Minnetta Gardinier refers to the Air Race Classic as her own little summer camp. Unfortunately, the camp activities got rained out on Tuesday.
The annual race of small aircraft was supposed to take off from the Iowa City Municipal Airport on Tuesday morning, which would have been the first time the multi-state race had come through Iowa City and the first time the race had begun in the state of Iowa. Because of inclement weather, however, the race will skip the first several stops and launch in Alliance, Neb., instead of Iowa City.
This news came as a disappointment for Gardinier, an associate dean in the UI Graduate College and associate professor of pharmacology who spent months organizing the race.
“I’m looking forward to the race still, but it’s a little disappointing — especially since the community has done a lot,” she said.
Even if the majority of the work Gardinier put into the event was erased, she said, she will still participate as a pilot.
The all-women airplane race started in 1977 — although it has roots in the 1920s —and typically lasts for four days. The 2011 race was scheduled to make nine refueling stops in eight different states before a final push for the finish line in Mobile, Ala.
The race often has two divisions: a competitive section and a division for pilots who just want flight experience. Gardinier has participated in the race three times before and typically signs up for the competitive section, but she said she doesn’t have any delusions of grandeur. She said she considers the race to be a competition against herself and her time handicap, and her goals are simple.
“My rule of thumb is that I’m going to have fun and be on speaking terms with my copilot by the end of the race,” she said.
She said tensions in the two- to three-person teams can run high and create friction, and Gardinier’s goal is to keep things positive with copilot Charissa Dyer-Kendler.
Gardinier co-owns a 1978 single-engine Cessna Cardinal Classic with Dan Eberl, the director of the UI genetics graduate program, and she hopes to surpass 1,000 hours of flight time during the 2011 race.

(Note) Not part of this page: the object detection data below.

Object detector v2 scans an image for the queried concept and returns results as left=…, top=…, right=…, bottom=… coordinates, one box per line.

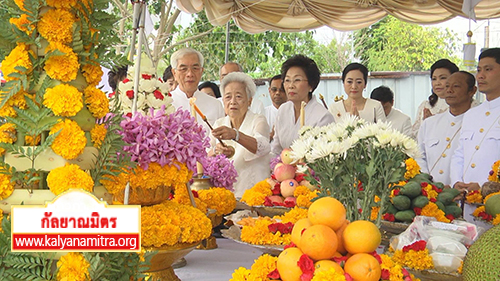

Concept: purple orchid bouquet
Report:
left=201, top=154, right=238, bottom=191
left=119, top=107, right=209, bottom=172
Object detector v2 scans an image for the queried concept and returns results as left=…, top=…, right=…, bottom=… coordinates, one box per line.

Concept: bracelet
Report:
left=233, top=128, right=240, bottom=142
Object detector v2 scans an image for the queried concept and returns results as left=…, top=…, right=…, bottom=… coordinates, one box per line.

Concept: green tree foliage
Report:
left=353, top=16, right=460, bottom=71
left=172, top=12, right=318, bottom=80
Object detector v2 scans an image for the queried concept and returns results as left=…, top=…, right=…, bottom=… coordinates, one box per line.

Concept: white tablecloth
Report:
left=175, top=236, right=262, bottom=281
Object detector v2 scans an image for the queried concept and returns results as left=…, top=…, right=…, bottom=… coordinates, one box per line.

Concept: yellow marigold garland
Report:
left=49, top=119, right=87, bottom=160
left=57, top=252, right=90, bottom=281
left=405, top=158, right=420, bottom=180
left=1, top=43, right=33, bottom=81
left=420, top=202, right=450, bottom=223
left=241, top=180, right=273, bottom=206
left=90, top=124, right=108, bottom=148
left=293, top=185, right=318, bottom=208
left=44, top=42, right=80, bottom=82
left=82, top=64, right=103, bottom=86
left=311, top=267, right=346, bottom=281
left=392, top=249, right=434, bottom=270
left=240, top=217, right=292, bottom=245
left=47, top=0, right=77, bottom=9
left=47, top=164, right=94, bottom=195
left=273, top=206, right=307, bottom=224
left=38, top=9, right=76, bottom=44
left=43, top=84, right=83, bottom=117
left=141, top=200, right=212, bottom=247
left=83, top=86, right=109, bottom=118
left=198, top=187, right=236, bottom=215
left=0, top=174, right=14, bottom=199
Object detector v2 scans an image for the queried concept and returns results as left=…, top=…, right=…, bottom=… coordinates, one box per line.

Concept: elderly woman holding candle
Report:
left=211, top=72, right=270, bottom=198
left=271, top=55, right=334, bottom=155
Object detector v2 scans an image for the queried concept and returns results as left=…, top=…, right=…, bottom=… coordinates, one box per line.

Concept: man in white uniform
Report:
left=170, top=48, right=224, bottom=132
left=416, top=71, right=477, bottom=185
left=265, top=75, right=287, bottom=141
left=451, top=48, right=500, bottom=223
left=370, top=86, right=411, bottom=136
left=219, top=61, right=264, bottom=115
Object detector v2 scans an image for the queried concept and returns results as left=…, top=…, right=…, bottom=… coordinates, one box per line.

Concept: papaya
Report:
left=392, top=195, right=411, bottom=211
left=394, top=210, right=415, bottom=222
left=411, top=195, right=429, bottom=208
left=444, top=204, right=462, bottom=218
left=435, top=201, right=445, bottom=212
left=400, top=181, right=422, bottom=198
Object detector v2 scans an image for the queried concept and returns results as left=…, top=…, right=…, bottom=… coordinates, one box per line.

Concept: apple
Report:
left=274, top=163, right=297, bottom=182
left=299, top=180, right=316, bottom=191
left=280, top=148, right=293, bottom=164
left=280, top=179, right=299, bottom=197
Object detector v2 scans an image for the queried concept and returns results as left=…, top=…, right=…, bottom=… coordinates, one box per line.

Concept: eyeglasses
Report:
left=283, top=78, right=308, bottom=85
left=176, top=65, right=201, bottom=73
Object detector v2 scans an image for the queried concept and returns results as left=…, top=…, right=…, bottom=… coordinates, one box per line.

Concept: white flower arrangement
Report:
left=291, top=115, right=420, bottom=224
left=117, top=55, right=175, bottom=114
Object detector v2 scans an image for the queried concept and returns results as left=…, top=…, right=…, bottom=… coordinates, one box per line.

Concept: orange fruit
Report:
left=344, top=253, right=382, bottom=281
left=276, top=247, right=303, bottom=281
left=307, top=197, right=346, bottom=230
left=300, top=224, right=337, bottom=260
left=342, top=220, right=382, bottom=254
left=314, top=260, right=344, bottom=274
left=335, top=220, right=349, bottom=255
left=292, top=218, right=312, bottom=248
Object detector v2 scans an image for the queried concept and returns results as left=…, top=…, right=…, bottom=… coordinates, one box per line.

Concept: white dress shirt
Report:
left=271, top=96, right=335, bottom=155
left=170, top=86, right=225, bottom=135
left=264, top=104, right=278, bottom=131
left=385, top=107, right=411, bottom=137
left=210, top=110, right=271, bottom=198
left=451, top=98, right=500, bottom=186
left=329, top=99, right=386, bottom=123
left=416, top=110, right=464, bottom=185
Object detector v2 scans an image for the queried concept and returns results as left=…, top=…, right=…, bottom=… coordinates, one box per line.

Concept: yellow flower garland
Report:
left=1, top=43, right=34, bottom=81
left=49, top=119, right=87, bottom=160
left=0, top=174, right=14, bottom=199
left=90, top=124, right=108, bottom=149
left=405, top=158, right=420, bottom=180
left=43, top=84, right=83, bottom=117
left=141, top=200, right=212, bottom=247
left=82, top=64, right=103, bottom=86
left=38, top=9, right=76, bottom=44
left=198, top=187, right=236, bottom=216
left=44, top=42, right=80, bottom=82
left=47, top=164, right=94, bottom=195
left=83, top=86, right=109, bottom=118
left=57, top=252, right=90, bottom=281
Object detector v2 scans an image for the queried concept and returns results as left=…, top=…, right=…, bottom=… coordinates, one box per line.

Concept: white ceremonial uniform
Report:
left=416, top=110, right=464, bottom=185
left=264, top=104, right=278, bottom=131
left=271, top=96, right=335, bottom=155
left=210, top=110, right=271, bottom=198
left=385, top=107, right=411, bottom=136
left=412, top=98, right=449, bottom=139
left=170, top=86, right=225, bottom=132
left=450, top=98, right=500, bottom=225
left=329, top=99, right=386, bottom=123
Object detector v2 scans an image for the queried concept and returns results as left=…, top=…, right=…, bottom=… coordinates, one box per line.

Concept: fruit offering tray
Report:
left=221, top=225, right=284, bottom=256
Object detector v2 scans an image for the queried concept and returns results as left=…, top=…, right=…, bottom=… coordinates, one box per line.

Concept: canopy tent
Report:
left=176, top=0, right=500, bottom=33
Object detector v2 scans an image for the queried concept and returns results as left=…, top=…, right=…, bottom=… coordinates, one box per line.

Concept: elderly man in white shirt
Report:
left=370, top=86, right=411, bottom=136
left=170, top=48, right=224, bottom=131
left=451, top=48, right=500, bottom=225
left=417, top=71, right=477, bottom=185
left=264, top=75, right=287, bottom=140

Aviation has been in her family for quite a while. Her mother worked for Sky Chefs, a company that provides airplane passengers with food during their flights. Her family was able to fly for free, allowing her early access to pilots and their planes, and Gardinier learned to fly in 2003.
That flying experience eventually drew her to the Air Race Classic, and she volunteered to organize the 2011 event. The race brought 105 women and 50 planes to Iowa City, and Patrick Sheridan, a line manager at the local airport, said the publicity the race brought before the cancellation was beneficial.
“It’s good for us,” he said. “There are a lot of people who don’t even know we exist out here, even though we’re only a mile or so out of town.”
Many of the pilots and copilots were in Iowa City for the first time, and they spent the weekend socializing and attending seminars.
And while the race itself won’t begin in Iowa City, many of the racers said they enjoyed their short time in the area.
“[Iowa City is] full of young people — it’s very alive,” said JoAnne Alcorn, who came to the city from Winter Haven, Fla. “It’s clean, well-kept, and — of course — there’s plenty of beer.”